Folla di musulmani furiosi fa strage nella sede Onu: decapitati due funzionari

Una folla inviperita per la notizia della copia del Corano data alle fiamme dieci giorni prima negli Stati Uniti; un gruppo di talebani che approfittano dell’occasione e s’infiltrano tra i manifestanti; l’assalto alla sede Onu e il brutale massacro di 13 persone (ma secondo fonti Onu potrebbero essere venti), otto delle quali stranieri e due delle quali sono state atrocemente decapitate; un funzionario russo ferito e una italiana fortunatamente illesa. Sono questi gli ingredienti del sanguinoso episodio avvenuto ieri a Mazar-i-Sharif, importante città nel nord dell’Afghanistan.
All’origine di tanto orrore la fanatica stupidità dell’integralismo religioso di una coppia di pastori protestanti della Florida, non nuovi a episodi di irresponsabile provocazione, e la collaudata bestialità dei cosiddetti “studenti coranici” afghani, i famigerati talebani abituati a esercitare ogni genere di violenza pur di affermare l’autorità della versione più estremista della legge islamica.
L’incontro virtuale di questi due fondamentalismi ha portato ieri a un’esplosione di violenza che purtroppo non era difficile da pronosticare.
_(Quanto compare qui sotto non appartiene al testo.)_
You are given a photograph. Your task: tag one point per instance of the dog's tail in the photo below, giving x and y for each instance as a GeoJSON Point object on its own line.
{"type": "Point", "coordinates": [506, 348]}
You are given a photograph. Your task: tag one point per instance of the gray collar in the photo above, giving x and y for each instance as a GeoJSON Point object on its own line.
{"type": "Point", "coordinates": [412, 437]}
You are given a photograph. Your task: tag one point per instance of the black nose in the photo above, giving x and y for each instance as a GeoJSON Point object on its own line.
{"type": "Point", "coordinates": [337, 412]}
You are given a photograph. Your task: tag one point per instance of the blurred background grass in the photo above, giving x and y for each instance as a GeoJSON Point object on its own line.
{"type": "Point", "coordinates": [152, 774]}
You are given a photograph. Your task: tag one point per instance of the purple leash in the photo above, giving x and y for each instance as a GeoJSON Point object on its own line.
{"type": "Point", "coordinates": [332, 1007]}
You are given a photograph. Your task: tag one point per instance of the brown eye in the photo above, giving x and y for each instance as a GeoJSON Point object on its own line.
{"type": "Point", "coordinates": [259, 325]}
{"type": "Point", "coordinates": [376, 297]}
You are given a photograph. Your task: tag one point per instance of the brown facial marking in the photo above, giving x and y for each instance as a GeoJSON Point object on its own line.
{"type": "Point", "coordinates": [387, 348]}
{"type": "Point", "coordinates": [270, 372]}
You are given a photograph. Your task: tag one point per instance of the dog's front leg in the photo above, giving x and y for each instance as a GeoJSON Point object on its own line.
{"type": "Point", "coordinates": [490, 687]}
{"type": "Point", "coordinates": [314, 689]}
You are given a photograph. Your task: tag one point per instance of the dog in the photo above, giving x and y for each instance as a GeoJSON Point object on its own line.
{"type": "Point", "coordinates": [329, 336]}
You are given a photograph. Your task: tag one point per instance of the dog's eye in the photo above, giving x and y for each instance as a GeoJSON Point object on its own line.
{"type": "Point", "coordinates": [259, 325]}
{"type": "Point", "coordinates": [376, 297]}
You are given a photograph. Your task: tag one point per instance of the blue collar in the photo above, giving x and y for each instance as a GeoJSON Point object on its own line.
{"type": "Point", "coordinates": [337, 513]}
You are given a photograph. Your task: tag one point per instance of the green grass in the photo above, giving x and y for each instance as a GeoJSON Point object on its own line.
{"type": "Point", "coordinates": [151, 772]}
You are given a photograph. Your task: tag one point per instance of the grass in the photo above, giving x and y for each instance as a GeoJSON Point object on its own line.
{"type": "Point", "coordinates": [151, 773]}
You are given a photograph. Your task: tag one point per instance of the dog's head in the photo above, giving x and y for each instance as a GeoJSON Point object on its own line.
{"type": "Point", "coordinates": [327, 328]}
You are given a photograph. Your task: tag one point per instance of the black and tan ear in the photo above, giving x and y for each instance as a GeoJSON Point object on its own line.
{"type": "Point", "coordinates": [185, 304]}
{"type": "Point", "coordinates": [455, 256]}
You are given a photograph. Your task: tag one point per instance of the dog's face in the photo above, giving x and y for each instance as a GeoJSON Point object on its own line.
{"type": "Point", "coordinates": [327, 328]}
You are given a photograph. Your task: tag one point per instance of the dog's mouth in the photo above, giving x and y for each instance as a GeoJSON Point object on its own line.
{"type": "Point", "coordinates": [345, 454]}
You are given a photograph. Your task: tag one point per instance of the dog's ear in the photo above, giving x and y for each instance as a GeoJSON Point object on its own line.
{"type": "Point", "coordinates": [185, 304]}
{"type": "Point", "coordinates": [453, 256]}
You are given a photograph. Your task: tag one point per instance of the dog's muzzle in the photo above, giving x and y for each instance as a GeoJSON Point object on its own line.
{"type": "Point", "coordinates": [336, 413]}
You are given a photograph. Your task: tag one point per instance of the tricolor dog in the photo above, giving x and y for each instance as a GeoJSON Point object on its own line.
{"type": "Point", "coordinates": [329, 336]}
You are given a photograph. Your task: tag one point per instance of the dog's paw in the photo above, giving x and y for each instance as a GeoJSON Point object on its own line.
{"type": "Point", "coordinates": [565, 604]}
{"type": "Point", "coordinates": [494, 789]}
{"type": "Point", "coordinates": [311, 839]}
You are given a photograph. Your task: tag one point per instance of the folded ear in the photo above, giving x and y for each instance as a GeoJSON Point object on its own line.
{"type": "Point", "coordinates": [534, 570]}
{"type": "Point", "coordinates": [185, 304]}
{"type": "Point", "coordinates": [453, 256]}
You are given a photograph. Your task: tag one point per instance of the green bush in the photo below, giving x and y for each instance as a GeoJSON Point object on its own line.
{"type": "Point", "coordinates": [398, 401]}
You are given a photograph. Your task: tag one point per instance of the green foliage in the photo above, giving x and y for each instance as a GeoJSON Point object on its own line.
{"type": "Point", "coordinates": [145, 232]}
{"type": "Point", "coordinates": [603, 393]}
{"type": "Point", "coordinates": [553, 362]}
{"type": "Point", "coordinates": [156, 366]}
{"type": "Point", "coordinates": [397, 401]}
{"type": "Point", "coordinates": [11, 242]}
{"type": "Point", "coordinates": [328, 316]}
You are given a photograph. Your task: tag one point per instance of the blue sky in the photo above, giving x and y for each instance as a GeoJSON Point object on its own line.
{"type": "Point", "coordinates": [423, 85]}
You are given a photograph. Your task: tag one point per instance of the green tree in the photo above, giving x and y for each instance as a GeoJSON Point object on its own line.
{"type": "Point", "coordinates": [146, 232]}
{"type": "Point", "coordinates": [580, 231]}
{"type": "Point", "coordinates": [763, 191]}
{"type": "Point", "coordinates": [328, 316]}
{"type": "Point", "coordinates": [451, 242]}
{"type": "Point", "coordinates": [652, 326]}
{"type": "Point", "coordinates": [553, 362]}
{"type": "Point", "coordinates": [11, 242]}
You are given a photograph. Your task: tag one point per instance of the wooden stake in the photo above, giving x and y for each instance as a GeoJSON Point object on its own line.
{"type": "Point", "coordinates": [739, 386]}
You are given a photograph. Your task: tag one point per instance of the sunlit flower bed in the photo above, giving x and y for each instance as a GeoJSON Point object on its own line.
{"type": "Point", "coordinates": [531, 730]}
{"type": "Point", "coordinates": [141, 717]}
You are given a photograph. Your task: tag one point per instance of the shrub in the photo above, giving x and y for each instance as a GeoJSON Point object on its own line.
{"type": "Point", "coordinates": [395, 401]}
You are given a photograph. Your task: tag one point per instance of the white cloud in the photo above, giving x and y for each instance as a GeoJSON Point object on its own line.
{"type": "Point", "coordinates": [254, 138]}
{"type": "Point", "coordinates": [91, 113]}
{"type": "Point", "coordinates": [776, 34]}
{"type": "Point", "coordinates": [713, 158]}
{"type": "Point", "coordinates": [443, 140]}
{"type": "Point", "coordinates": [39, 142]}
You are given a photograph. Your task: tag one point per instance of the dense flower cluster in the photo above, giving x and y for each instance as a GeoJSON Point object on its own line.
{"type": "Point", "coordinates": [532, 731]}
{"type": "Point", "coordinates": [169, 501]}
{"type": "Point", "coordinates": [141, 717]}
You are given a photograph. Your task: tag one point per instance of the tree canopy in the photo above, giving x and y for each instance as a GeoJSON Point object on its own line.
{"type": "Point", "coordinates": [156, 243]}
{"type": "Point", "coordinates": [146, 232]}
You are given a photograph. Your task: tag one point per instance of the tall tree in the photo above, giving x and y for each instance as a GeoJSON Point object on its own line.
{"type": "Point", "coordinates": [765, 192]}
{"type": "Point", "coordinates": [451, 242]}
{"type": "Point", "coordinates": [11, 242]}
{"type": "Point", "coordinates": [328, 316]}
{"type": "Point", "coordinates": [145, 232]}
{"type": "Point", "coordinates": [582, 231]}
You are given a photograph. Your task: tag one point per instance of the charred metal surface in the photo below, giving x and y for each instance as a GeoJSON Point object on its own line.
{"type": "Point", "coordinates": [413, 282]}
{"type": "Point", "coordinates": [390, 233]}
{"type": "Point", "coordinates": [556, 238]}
Già nel luglio scorso, infatti, il “reverendo” Terry Jones aveva lanciato la “Giornata internazionale del Corano alle fiamme”, suscitando un’ondata di proteste e numerose minacce di morte per lui e il suo assistente Wayne Sapp, oltre che un’impennata del rischio terrorismo negli Stati Uniti e per le truppe occidentali in Afghanistan e in Irak.
Quella volta il disastro era stato evitato per tempo grazie all’intervento addirittura dell’Fbi, che impedì l’assurda azione programmata simbolicamente per l’11 settembre, anniversario degli attentati contro le Torri Gemelle. Ma lo scorso 21 marzo non è andata altrettanto bene: Jones e Sapp sono riusciti a compiere la loro bravata, la cui eco ha infiammato oltre ogni limite - anche grazie all’opera sciagurata dei talebani - gli animi dei musulmani afghani. Così ieri, a Mazar-i-Sharif, si è compiuta la tragedia. Una folla furibonda, aizzata e debitamente infiltrata dai fanatici dell’islam integralista, si è diretta verso la locale sede dell’Onu. Ben presto la manifestazione è degenerata in un violento assalto e nonostante l’opposizione delle forze di sicurezza i talebani sono penetrati nei locali, dove hanno dato sfogo alla loro brutalità uccidendo sette persone innocenti, tre europei di nazionalità romena, norvegese e svedese e cinque militari Gurkha nepalesi. Negli scontri, secondo il governatore afghano della regione, sono rimasti uccisi anche cinque “manifestanti” e ne sono stati feriti tra 20 e 30. Ma secondo fonti Onu anonime il totale delle vittime potrebbe raggiungere la cifra di 20.
L’attacco alla sede Onu, totalmente ingiustificabile anche perché manca un qualsiasi nesso tra la provocazione compiuta in un angolo sperduto dell’America profonda e le Nazioni Unite, ha suscitato le reazioni indignate del segretario generale dell’Onu Ban Ki Moon e di tutte le istituzioni e le cancellerie occidentali.